Und wie so oft im Leben brauchte auch hier das Tatsächliche nicht lange, um auch im übertragenen Sinne Furore zu machen.

 

Das schwarze Schaf steht seither sinnbildlich für die Ausnahme von der Regel, für Andersartigkeit, für das Abheben von einer Gruppe und dies stets mit negativer Konotation. Denn es verfügt über Eigenschaften, das schwarze Schaf, die nicht gleich gewertet werden mit jenen der restlichen Herde, womit es zum Aussenseiter mutiert. Wenn’s ganz grob kommt, wird ihm gar Schuld zugewiesen für jedwelches Ungemach, das den weissen Schafen widerfährt. Anders gesagt figuriert das schwarze Schaf bisweilen gar als Sündenbock, die Ausgrenzung folgt auf dem Fuss.

 

Die schwarzen Schafe unserer Gesellschaft werden heute gemeinhin nicht mehr über ihre Äusserlichkeiten als solche stigmatisiert, da sind wir mittlerweile doch etwas subtiler am Werke. Doch auch in der Moderne erfüllen die schwarzen Schafe in sie gesetzte Erwartungen nicht, wobei es keine Rolle spielt, ob sie über fehlende oder «dummerweise» gerade besondere Fähigkeiten verfügen. Sie denken anders, widersetzen sich Traditionen, glauben das angeblich Falsche, hinterfragen viel, sind unkonventionell, verweigern die ihnen zugedachte Rolle.
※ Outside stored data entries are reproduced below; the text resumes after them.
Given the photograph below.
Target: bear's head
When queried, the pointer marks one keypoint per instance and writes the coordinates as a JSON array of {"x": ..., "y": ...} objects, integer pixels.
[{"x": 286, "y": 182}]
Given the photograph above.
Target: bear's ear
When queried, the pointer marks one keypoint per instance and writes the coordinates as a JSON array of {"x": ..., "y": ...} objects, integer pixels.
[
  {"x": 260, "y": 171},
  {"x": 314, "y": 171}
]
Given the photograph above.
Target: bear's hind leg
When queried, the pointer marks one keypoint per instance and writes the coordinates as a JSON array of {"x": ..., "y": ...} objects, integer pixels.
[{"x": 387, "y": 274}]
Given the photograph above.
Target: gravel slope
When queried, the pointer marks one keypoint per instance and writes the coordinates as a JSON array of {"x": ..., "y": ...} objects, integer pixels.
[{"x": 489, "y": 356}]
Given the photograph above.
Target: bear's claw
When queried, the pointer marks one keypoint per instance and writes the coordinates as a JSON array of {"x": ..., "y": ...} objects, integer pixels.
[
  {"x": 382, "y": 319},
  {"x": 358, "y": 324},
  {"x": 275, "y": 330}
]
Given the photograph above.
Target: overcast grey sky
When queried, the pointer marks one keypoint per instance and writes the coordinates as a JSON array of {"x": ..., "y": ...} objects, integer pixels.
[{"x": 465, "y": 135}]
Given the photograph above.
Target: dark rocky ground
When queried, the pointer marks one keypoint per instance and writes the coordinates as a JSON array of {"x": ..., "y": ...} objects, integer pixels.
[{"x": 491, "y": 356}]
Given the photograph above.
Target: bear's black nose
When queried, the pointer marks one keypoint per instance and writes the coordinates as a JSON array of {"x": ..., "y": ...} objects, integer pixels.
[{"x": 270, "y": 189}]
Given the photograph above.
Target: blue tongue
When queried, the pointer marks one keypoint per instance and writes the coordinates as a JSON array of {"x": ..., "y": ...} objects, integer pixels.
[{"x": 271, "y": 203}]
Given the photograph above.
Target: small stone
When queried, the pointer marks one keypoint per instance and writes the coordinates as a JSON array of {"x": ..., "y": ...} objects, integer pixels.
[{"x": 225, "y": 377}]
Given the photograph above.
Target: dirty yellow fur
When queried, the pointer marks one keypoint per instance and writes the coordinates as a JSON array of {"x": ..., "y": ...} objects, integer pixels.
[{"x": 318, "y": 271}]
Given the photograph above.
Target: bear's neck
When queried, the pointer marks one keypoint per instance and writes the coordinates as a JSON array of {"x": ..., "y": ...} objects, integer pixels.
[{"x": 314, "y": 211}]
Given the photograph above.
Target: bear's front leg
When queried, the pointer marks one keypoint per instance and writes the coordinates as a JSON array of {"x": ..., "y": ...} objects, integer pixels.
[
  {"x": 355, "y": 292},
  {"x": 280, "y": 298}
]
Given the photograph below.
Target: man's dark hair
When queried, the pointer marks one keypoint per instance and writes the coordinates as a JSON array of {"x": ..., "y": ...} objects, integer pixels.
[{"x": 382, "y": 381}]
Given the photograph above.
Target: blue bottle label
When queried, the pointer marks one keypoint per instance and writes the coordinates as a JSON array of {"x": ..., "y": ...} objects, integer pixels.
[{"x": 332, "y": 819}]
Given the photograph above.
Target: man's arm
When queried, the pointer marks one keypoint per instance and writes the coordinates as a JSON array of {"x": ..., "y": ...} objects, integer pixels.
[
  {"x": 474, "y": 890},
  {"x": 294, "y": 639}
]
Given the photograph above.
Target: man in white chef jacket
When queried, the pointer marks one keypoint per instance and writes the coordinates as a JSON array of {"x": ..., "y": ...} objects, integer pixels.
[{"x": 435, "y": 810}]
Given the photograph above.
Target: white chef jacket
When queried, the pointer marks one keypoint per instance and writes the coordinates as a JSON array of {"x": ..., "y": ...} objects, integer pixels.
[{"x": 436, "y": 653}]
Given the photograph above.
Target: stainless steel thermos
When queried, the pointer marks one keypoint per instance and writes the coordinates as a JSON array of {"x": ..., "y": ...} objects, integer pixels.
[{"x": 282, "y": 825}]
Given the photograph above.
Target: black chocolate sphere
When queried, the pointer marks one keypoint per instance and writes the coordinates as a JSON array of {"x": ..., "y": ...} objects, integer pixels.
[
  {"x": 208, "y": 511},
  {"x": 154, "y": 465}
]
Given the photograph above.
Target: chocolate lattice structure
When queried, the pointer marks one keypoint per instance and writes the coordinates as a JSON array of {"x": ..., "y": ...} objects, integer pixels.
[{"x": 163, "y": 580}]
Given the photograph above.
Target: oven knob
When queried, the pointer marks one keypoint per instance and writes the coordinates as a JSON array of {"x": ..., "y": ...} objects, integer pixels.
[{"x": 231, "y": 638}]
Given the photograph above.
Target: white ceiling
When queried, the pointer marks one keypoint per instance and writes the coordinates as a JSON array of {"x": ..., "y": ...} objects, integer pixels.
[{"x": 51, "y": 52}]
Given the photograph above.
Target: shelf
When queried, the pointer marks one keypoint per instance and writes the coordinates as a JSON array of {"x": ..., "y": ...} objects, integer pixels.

Die Palette der Vorwürfe, die auf sie niederprasseln ist vielfältig. Eigentlich aber geht es immer um das Gleiche: Im kleinen Kreis der Familie wie auch im Grossen der Gesellschaft sind die schwarzen Schafe einfach nicht so unterwegs, wie sich dies die weissen Schafe vorstellen.

 

Mir waren die schwarzen Schafe immer schon besonders sympathisch, angefangen bei den Tieren im Stall, aber auch bei den Menschen in Familie und Gesellschaft. Sie werden von der breiten Masse oder noch einschneidender von ihrer Familie nicht getragen. Was meine konzentrierte Aufmerksamkeit erregt. Was macht diese Schafe aus? Stärke; sie gehen dennoch ihren Weg; stehen immer wieder auf; sind reich an Mut, haben Profil und Charakter; sind Individuuen und in den meisten Fällen von einer Grosszügigkeit, die seinesgleichen sucht.

 

Ich gehe so weit zu sagen, dass «schwarzes Schaf» geschimpft zu werden, recht eigentlich einem Kompliment gleichkommt.

 

Und die weissen Schafe? Määhh; dazu vielleicht ein ander Mal…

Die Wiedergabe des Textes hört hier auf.